I eventually performed a few more tests, adjusting some zfs tuning options 
which had no effect, and trying the
itmpt driver which someone had said would work, and regardless my system would 
always freeze quite rapidly in
snv 127 and 128a.  Just to double check my hardware, I went back to the 
opensolaris 2009.06 release version, and
everything is working fine.  The system has been running a few hours and copied 
a lot of data and not had any
trouble, mpt syslog events, or iostat errors.
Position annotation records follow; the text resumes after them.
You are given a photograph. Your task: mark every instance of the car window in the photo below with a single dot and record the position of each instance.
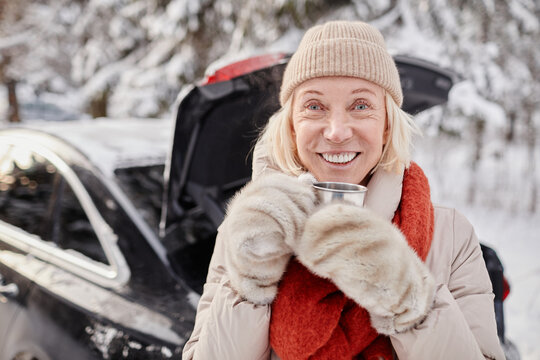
(144, 187)
(35, 197)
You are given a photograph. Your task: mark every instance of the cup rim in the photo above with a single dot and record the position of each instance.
(359, 188)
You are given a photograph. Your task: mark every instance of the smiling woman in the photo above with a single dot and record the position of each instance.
(293, 278)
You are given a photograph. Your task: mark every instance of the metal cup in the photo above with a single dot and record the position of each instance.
(338, 191)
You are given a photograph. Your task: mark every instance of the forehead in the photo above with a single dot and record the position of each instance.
(338, 85)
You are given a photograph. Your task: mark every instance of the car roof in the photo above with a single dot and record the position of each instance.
(108, 143)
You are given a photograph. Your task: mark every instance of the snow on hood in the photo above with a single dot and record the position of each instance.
(114, 143)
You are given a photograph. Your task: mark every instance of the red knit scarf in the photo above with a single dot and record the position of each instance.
(313, 319)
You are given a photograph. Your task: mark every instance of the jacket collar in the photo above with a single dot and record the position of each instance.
(384, 192)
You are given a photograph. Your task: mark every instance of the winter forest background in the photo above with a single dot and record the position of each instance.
(73, 59)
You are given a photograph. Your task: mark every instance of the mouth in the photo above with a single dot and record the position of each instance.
(340, 158)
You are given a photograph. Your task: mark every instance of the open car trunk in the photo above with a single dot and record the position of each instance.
(217, 125)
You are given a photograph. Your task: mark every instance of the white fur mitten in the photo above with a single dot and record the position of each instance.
(266, 215)
(368, 258)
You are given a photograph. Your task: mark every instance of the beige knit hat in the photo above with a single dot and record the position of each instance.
(342, 48)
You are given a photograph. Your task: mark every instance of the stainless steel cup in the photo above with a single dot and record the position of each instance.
(338, 191)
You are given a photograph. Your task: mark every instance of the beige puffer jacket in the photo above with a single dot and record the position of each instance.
(461, 324)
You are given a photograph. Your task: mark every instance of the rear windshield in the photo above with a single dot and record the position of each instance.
(144, 186)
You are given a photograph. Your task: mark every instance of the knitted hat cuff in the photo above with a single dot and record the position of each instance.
(362, 57)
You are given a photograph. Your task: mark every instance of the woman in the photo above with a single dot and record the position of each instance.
(294, 279)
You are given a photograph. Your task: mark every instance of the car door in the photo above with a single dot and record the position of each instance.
(51, 259)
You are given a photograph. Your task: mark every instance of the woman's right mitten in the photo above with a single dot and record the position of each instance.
(369, 259)
(262, 219)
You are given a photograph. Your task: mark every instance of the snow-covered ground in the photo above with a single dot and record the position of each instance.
(515, 236)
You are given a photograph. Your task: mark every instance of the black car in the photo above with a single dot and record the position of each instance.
(85, 270)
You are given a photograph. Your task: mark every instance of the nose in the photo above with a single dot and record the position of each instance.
(337, 129)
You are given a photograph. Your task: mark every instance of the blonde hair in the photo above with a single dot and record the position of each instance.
(280, 146)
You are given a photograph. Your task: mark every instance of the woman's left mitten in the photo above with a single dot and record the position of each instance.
(368, 258)
(262, 219)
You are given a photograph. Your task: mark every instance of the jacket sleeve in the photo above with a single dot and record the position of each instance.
(226, 326)
(461, 324)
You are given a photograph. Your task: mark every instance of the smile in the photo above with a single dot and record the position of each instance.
(340, 158)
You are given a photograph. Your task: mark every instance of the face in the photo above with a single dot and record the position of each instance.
(339, 124)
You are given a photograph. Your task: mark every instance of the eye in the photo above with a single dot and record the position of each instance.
(313, 106)
(360, 106)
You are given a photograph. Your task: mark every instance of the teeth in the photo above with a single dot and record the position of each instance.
(339, 158)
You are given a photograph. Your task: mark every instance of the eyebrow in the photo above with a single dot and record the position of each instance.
(356, 91)
(363, 90)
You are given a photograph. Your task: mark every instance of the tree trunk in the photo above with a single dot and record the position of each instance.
(13, 109)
One thing I found interesting, and I don't know if it's significant or not, is 
that under the recent builds and
under 2009.06, I had run "echo '::interrupts' | mdb -k" to check the interrupts 
used.  (I don't have the printout
handy for snv 127+, though).

I have a dual port gigabit Intel 1000 P PCI-e card, which shows up as e1000g0 
and e1000g1.  In snv 127+, each of
my e1000g devices shares an IRQ with my mpt devices (mpt0, mpt1) on the IRQ 
listing, whereas in opensolaris
2009.06, all 4 devices are on different IRQs.  I don't know if this is 
significant, but most of my testing when
I encountered errors was data transfer via the network, so it could have 
potentially been interfering with the
mpt drivers when it was on the same IRQ.  The errors did seem to be less 
frequent when the server I was copying
from was linked at 100 instead of 1000 (one of my tests), but that is as likely 
to be a result of the slower zpool
throughput as it is to be related to the network traffic.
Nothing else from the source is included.